In addressing § 1502.22, the Service noted that historical data tracking changes in the volume of recreational use within the study area could not be obtained, but concluded that such data were not necessary in any event. This conclusion was apparently based on the Service's faulty determination that it was not obligated to maintain the study area's 1977 wilderness character, including 1977 opportunities for solitude, for the benefit of current users. The FEIS stated:
Historic recreation use data specifically for the [study area] is not available, nor is it possible to acquire such data at the present time.
1502.22(b)(2) directs the Agency to provide a statement of relevance of the incomplete or unavailable information to evaluating reasonably foreseeable significant adverse effects on the human environment. Changes in recreation use have certainly occurred within the [study area] since 1977 . . . . However, the volume of recreation use was not a component the original WARS evaluations of these areas were conducted relative to opportunities for solitude. [sic] Rather the WARS analysis required consideration of the physical parameters of the area. Size, distance from roads, topographic and vegetative screening were the primary factors used to evaluate opportunities for solitude. Thus - discrete data that tracks changes in the volume of use over time are not necessary for evaluating the effects of proposed travel plan changes relative to [study area] physical characteristics that provide opportunities for solitude.

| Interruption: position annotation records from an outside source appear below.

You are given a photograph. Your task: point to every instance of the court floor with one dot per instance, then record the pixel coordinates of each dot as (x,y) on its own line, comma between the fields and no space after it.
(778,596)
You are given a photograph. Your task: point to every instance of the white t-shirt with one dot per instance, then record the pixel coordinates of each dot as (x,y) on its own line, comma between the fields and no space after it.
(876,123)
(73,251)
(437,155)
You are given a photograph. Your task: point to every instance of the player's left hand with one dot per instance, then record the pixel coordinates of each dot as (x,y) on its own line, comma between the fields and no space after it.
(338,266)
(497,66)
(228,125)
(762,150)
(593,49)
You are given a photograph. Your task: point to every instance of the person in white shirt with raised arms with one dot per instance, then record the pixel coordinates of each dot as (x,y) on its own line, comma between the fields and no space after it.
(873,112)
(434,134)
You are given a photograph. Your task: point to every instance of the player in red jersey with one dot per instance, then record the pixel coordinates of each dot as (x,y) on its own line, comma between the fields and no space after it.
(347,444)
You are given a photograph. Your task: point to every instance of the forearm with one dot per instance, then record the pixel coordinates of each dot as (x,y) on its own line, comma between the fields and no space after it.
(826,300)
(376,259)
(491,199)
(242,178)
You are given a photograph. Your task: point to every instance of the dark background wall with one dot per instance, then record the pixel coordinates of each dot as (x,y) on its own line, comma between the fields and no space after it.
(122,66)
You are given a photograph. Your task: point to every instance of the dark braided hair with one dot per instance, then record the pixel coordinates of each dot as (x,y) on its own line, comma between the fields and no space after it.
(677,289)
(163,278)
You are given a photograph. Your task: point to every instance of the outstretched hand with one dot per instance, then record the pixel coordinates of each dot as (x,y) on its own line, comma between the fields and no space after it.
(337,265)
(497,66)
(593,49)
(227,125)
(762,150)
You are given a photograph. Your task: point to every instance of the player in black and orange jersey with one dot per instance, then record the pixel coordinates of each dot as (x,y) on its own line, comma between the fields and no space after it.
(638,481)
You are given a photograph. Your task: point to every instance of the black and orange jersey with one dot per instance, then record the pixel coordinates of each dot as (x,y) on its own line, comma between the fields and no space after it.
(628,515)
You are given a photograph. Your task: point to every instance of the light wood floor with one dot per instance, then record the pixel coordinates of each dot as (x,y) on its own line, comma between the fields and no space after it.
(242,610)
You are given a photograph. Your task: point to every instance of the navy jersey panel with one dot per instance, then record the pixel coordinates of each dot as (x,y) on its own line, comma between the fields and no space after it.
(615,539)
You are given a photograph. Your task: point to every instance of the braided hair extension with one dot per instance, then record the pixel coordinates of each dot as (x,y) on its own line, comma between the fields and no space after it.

 This discussion does not satisfy the requirements of § 1502.22. As we have explained, the historical increase in volume of use is relevant to the Study Act analysis, contrary to the Service's reasoning. We accept the parties' agreement that if historical volume of use data are relevant to the Study Act analysis, they are also relevant for purposes of NEPA analysis, and thus are "relevant to reasonably foreseeable significant adverse impacts" under § 1502.22. We therefore hold that the Service incorrectly determined that historical volume of use data are irrelevant for § 1502.22 purposes.
We do not agree with the Service that this error was harmless. See 5 U.S.C. § 706 (directing that, in the course of judicial review of agency action, "due account shall be taken of the rule of prejudicial error"). As explained above, the Service's failure to consider the impact of increased use volume on the study area's wilderness character caused it to ignore an important aspect of the problem before it. We cannot conclude that this shortcoming "clearly had no bearing on the procedure used or the substance of [the] decision reached." Riverbend Farms, Inc. v. Madigan, 958 F.2d 1479, 1487 (9th Cir. 1992) (quoting Sagebrush Rebellion, Inc. v. Hodel, 790 F.2d 760, 764-65 (9th Cir. 1986)) (internal quotation marks omitted).*fn6
On remand, the Service must acknowledge the relevance of the missing information and comply with § 1502.22(b)'s instructions for assessing reasonably foreseeable adverse impacts despite gaps in the relevant data.
We hold that the travel plan improperly ignores the impact of increased volume of motorized and mechanized use on current users' ability to seek quiet and solitude in the study area. Because the Service entirely failed to consider this important aspect of its duty to maintain the study area's 1977 wilderness character, its decision is arbitrary and capricious. We affirm judgment in favor of MWA and against the Service and Citizens.